Dodge sells a limited-edition and very expensive ICE-powered truck with an upgraded V-8 that produces just over 600 HP. It has announced the release of an electric truck with an extended range smaller V-6 gasoline engine that has no transmission, because its purpose is to generate electricity only when battery power runs low. The dual-motor design offers 668 HP. Battery range is 140 miles. Using the generator, range extends to 690 miles.
Ray W, says
USA TODAY Network’s Louisville Courier Journal sought out and obtained an e-mail from Ontario, Canada’s Liquor Control Board of Ontario (LCBO), re: the board’s response to the imposition of tariffs on Canadian goods.
“In response to the U.S. government’s imposition of tariffs on Canadian goods, the Ontario government has directed the LCBO to immediately stop the purchase of all U.S. products, and to remove all U.S. products from LCBO retail channels and shelves, including spirits, wine, beer and ready-to-drink and nonalcoholic products.”
Last year, Kentucky businesses, including bourbon and whiskey producers, exported $9.3 billion in product to Canada.
President Chris Swonger, of the Distilled Spirits Council of the United States had previously stated last November:
“At the end of the day, tariffs on spirits products from our neighbors to the north and south are going to hurt U.S. consumers and lead to job losses across the hospitality industry just as these businesses continue their long recovery from the pandemic.”
According to Eric Gregory, President of the Kentucky Distiller’s Association, the bourbon industry enjoys sales of $9 billion in product from businesses all across the state and the industry employs 23,000 people.

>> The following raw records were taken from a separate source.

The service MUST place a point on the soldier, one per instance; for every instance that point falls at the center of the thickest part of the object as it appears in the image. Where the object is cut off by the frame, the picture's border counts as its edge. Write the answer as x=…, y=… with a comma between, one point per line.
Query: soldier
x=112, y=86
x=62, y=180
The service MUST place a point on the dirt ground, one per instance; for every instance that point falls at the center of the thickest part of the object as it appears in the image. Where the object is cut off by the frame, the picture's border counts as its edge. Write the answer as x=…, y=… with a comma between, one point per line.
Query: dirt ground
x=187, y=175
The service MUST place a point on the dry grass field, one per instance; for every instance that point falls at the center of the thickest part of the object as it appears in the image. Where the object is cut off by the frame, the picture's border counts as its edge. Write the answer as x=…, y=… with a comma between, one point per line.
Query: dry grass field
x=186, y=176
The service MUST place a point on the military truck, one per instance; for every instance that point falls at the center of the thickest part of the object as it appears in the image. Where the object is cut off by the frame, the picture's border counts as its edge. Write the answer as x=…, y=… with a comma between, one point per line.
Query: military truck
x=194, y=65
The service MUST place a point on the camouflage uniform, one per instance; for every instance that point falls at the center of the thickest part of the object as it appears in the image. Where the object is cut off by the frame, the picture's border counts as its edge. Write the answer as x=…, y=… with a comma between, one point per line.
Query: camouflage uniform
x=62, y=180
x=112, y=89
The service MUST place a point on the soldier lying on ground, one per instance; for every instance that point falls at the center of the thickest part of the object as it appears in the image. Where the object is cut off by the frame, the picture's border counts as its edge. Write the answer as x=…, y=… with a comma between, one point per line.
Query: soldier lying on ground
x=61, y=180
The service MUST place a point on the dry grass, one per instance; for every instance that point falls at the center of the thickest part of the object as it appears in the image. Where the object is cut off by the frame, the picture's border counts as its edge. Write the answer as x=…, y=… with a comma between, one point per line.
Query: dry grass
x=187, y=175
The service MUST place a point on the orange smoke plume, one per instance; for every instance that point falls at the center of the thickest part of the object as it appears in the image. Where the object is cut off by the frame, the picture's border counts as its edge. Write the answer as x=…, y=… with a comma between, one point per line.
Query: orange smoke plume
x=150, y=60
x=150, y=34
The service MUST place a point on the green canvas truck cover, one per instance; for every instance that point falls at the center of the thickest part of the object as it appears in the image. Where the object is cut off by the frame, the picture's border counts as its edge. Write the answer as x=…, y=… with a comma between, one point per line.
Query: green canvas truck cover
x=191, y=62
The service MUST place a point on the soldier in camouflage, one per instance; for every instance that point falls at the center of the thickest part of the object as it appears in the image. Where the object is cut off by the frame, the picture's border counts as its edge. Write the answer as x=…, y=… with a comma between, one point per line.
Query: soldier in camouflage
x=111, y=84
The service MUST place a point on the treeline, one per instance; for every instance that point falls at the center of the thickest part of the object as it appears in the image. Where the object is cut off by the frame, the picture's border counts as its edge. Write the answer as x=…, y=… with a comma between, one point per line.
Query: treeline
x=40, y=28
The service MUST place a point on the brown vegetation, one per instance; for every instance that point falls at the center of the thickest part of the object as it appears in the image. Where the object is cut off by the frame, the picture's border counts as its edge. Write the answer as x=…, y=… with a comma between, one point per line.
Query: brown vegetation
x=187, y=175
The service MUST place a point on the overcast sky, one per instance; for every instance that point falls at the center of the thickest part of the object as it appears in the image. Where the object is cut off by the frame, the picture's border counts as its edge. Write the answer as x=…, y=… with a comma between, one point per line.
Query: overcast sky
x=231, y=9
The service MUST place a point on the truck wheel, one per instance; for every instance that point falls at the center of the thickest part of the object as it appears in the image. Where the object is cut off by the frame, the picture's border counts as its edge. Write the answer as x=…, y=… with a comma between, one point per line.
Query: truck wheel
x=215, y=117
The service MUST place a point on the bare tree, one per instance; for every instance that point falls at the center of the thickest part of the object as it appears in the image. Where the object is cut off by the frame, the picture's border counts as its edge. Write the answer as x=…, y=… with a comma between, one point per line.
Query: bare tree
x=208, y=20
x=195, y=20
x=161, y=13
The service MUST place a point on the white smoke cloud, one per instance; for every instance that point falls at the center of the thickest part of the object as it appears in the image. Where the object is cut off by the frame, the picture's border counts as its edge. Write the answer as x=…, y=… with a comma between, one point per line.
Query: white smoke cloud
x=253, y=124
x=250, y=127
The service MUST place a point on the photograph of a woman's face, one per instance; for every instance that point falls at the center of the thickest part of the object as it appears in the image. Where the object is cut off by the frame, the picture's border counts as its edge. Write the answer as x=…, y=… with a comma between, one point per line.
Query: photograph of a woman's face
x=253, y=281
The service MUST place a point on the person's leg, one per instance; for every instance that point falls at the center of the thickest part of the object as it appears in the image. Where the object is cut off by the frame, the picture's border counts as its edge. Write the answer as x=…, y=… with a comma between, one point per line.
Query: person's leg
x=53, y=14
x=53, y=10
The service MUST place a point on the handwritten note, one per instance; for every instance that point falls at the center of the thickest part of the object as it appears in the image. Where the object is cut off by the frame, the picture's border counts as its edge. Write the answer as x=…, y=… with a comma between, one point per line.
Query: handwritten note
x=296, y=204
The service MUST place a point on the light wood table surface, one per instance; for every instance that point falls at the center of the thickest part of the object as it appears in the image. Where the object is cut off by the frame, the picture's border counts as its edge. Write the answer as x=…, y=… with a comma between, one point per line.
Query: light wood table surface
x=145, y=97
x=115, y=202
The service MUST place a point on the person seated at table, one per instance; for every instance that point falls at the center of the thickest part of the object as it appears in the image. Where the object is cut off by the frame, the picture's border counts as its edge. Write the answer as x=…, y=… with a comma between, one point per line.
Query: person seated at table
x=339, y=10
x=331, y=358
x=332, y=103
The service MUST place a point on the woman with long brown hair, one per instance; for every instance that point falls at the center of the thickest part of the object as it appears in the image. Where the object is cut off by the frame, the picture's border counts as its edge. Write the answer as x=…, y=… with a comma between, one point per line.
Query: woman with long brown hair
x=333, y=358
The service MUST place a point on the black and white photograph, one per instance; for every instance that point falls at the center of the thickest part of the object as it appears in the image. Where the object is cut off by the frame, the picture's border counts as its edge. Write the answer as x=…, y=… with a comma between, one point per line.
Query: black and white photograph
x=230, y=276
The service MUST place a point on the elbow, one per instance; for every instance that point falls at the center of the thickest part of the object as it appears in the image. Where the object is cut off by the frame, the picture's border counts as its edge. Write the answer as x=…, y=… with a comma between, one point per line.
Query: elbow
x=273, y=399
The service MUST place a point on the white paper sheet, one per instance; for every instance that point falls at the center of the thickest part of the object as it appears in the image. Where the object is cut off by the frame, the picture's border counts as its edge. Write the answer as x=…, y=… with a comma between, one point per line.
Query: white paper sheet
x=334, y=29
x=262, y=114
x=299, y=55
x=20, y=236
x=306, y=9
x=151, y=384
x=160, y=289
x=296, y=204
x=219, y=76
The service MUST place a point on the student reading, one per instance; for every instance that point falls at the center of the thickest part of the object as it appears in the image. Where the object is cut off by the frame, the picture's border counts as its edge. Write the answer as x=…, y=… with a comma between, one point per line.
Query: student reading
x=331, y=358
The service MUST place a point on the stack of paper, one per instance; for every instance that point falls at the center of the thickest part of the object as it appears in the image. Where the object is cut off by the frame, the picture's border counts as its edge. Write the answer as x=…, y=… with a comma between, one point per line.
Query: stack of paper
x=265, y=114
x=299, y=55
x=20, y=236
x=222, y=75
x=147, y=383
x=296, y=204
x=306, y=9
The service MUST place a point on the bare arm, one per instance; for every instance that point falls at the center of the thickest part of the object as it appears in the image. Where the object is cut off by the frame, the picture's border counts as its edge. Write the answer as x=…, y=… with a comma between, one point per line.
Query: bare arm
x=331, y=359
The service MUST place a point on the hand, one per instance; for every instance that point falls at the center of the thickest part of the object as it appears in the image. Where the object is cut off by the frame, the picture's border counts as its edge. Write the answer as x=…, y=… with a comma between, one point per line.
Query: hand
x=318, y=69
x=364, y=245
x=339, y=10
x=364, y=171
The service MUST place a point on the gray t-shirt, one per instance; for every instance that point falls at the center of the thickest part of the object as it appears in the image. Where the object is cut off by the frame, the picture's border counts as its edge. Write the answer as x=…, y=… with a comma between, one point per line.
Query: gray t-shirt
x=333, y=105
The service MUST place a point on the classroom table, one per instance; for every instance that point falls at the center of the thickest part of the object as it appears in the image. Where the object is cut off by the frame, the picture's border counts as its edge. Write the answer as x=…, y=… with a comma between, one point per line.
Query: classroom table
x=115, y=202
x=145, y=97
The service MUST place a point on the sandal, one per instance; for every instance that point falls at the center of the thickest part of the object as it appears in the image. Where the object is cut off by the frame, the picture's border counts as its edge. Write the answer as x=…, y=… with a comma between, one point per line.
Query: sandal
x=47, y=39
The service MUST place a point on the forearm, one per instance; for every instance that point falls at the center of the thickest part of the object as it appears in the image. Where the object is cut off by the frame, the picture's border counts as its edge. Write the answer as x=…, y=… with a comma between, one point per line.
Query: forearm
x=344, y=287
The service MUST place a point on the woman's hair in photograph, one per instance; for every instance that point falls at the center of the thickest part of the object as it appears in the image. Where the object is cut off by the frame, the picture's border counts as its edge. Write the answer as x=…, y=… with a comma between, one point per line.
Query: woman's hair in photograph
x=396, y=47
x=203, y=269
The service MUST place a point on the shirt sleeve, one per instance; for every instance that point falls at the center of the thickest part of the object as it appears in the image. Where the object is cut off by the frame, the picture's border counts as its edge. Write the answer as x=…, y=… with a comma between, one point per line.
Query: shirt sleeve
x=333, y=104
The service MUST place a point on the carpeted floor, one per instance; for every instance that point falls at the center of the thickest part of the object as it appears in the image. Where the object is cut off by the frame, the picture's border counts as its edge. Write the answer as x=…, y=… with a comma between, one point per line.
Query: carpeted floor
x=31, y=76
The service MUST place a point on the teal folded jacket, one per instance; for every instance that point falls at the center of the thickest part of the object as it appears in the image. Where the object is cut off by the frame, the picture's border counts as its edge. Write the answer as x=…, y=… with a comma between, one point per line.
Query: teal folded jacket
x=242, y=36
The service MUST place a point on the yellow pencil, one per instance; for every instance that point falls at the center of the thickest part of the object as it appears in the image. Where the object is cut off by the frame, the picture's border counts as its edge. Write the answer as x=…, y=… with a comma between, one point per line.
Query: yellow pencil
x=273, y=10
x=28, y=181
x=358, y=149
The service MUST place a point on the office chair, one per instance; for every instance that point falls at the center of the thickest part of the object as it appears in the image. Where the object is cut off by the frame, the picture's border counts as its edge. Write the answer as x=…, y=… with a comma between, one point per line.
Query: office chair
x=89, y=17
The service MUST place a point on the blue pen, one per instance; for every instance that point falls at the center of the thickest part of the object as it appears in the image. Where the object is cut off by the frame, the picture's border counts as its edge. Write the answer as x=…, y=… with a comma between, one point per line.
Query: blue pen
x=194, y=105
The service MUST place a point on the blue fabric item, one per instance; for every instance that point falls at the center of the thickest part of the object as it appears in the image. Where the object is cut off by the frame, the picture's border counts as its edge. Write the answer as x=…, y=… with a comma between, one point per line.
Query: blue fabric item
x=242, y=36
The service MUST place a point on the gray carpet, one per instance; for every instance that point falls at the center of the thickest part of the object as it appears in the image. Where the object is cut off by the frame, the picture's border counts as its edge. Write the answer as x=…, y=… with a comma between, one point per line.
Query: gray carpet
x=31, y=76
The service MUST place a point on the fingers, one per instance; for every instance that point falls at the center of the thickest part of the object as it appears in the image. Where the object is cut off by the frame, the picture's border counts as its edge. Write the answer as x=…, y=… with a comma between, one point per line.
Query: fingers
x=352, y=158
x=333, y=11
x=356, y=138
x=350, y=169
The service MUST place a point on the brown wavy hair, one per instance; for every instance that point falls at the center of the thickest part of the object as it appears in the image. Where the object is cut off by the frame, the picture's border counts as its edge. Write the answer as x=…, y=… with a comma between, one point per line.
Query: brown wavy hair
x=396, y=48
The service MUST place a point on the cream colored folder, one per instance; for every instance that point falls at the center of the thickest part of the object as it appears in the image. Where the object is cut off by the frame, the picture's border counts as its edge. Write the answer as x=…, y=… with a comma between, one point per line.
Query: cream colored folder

Kentucky distills 95% of the world’s bourbon.
President Gregory said that it’s the “corn farmers, truckers, distillery workers, barrel makers, bartenders, servers, and the communities and businesses” that will lose from Canada’s latest action, presuming that President Trump did nothing wrong in starting the trade war.
Recognizing the need to grow international markets, President Gregory said:
“Retaliatory measures against bourbon harm these markets and jeopardize growth for years to come, including the unjust and disproportionate removal of American spirits from retail shelves and prohibition on new purchases of alcohol from American companies.” In this statement, at least President Gregory admits that Trump started the trade war.
Make of this what you will.
Me?
I don’t know what will happen. Perhaps tomorrow, President Trump will fold and declare success. Maybe the tariffs will last for years. President Trump has already texted in response to Canada’s enacting retaliatory tariffs on American goods. He said the American tariffs on Canadian goods will now be doubled.
The more gullibly stupid among us will insist that Canada just bend over and take it, somehow thinking that Canadians who have been acting in accord with the terms of the trade agreement that Trump signed only six years ago are taking advantage of the U.S. They will be wrong, as they so often are. Wandering through life fooling themselves seems to be their specialty.